Periodic Reporting for period 4 - ImmRisk (Defining how environmental factors influence downstream effects of immune-mediated disease risk-SNPs)
Reporting period: 2020-03-01 to 2021-02-28
Some people are genetically at risk for developing a specific disease. However, not everybody who is genetically at risk, will automatically develop the disease. One of the reasons for this is that in addition to genetic factors, environmental factors can influence whether a disease will develop. The aim of this project is to determine which genetic and environmental factors are involved in the development of complex diseases, and understand their downstream molecular mechanisms. Understanding how and why these diseases develop, will allow for the identification of high risk individuals in which preventive measurements can be taken to reduce their risk of developing specific diseases (e.g. prevent exposure to the identified environmental factors). Moreover, this knowledge may aid in the identification of new drug targets for these diseases.
The overall objectives of this project are:
1) Identify the downstream consequences of genetic variants that are associated with immune-mediated diseases.
2) Identify which environmental stimuli alter the downstream molecular effects of genetic variants that are associated with immune-mediated disease, through the generation of genotype and single-cell RNA-seq data on blood cells from ~120 individuals that have been stimulated with ~3 different pathogens.
3) Identify other environmental risk factors that influence downstream molecular effects of these genetic variants that are associated with immune-mediated disease, by re-analyzing genotype and RNA-seq data from >20,000 samples, generated in the presence and absence of many different (disease) stimuli, to identify those conditions (e.g. bacterial infections, detectable using the RNA-seq data itself).
We have set up a consortium, eQTLGen Consortium (http://eqtlgen.org) to perform the largest eQTL meta-anlysis to date, encompassing 31,684 whole blood samples from 37 individual RNA expression datasets. This allowed us to identify cis-eQTL effects for 88% and trans-eQTL effects for ~29% of blood-expressed genes. In addition, we calculated polygenic risk scores for 1,267 complex traits and correlated those with gene expression levels (ePRS analysis). We observed a number of significant associations, e.g the polygenic risk score for HDL cholesterol levels was associated with the expression of genes known to play a role in lipid metabolism (e.g. ABCA1, ABCG1) and familial hypercholesterolemia (e.g. LDLR).
Objective 2:
We generated single-cell (scRNA-seq) data from peripheral blood mononuclear cells from 120 donors. We first studied how genetic variation is affecting gene expression in single-cells that have not been stimulated with pathogens. We subsequently studied how genetic variation is affecting gene expression in single-cells that have been stimulated with Candida albicans, Pseudomonas Aeruginosa or Tuberculosis for 3 or 24h.
Objective 3:
We developed a pipeline to automatically download public RNAseq fastq files, align them to a reference genome, and call genotypes. The pipeline has been tested and validated on 4002 samples from BBMRI - BIOS, a Dutch biobank. We subsequently applied this pipeline to a large collection of publicly available RNA-seq samples and could use it to identify eQTLs in many cell-types, tissues and conditions.
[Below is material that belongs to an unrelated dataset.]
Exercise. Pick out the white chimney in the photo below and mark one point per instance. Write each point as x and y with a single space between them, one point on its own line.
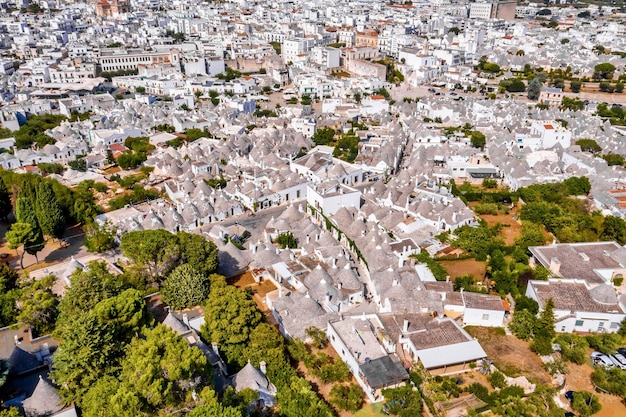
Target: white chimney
555 265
- ePRS analysis: polygenic risk scores were calculated for 1,267 complex traits and these were correlated with gene expression levels (eQTLGen Consortium).
- Performed one of the first, and largest single cell eQTL analysis to date (Nature Genetics, 2018: doi: 10.1038/s41588-018-0089-9).
- Novel methodology in single cell data to identify co-expression QTLs, i.e. identification of genetic variants that affect the co-expression of two genes (Nature Genetics, 2018: doi: 10.1038/s41588-018-0089-9).
Expected results until the end of the project:
Objective 1:
- Context-dependent eQTL analysis in ~32,000 whole blood samples: identification of eQTLs that are modulated by a specific context, which could be, for example, a specific cell type or the expression of another gene.
Objective 2:
- Identification of cell type-specific and environmental-dependent eQTLs and co-expression QTLs.
- Generation of personalized, context-dependent gene regulatory networks.
- Greater understanding how genetics and environment interact with each other in the context of health and disease.
Objective 3:
- Identification of environmental factors that modulate specific disease risk.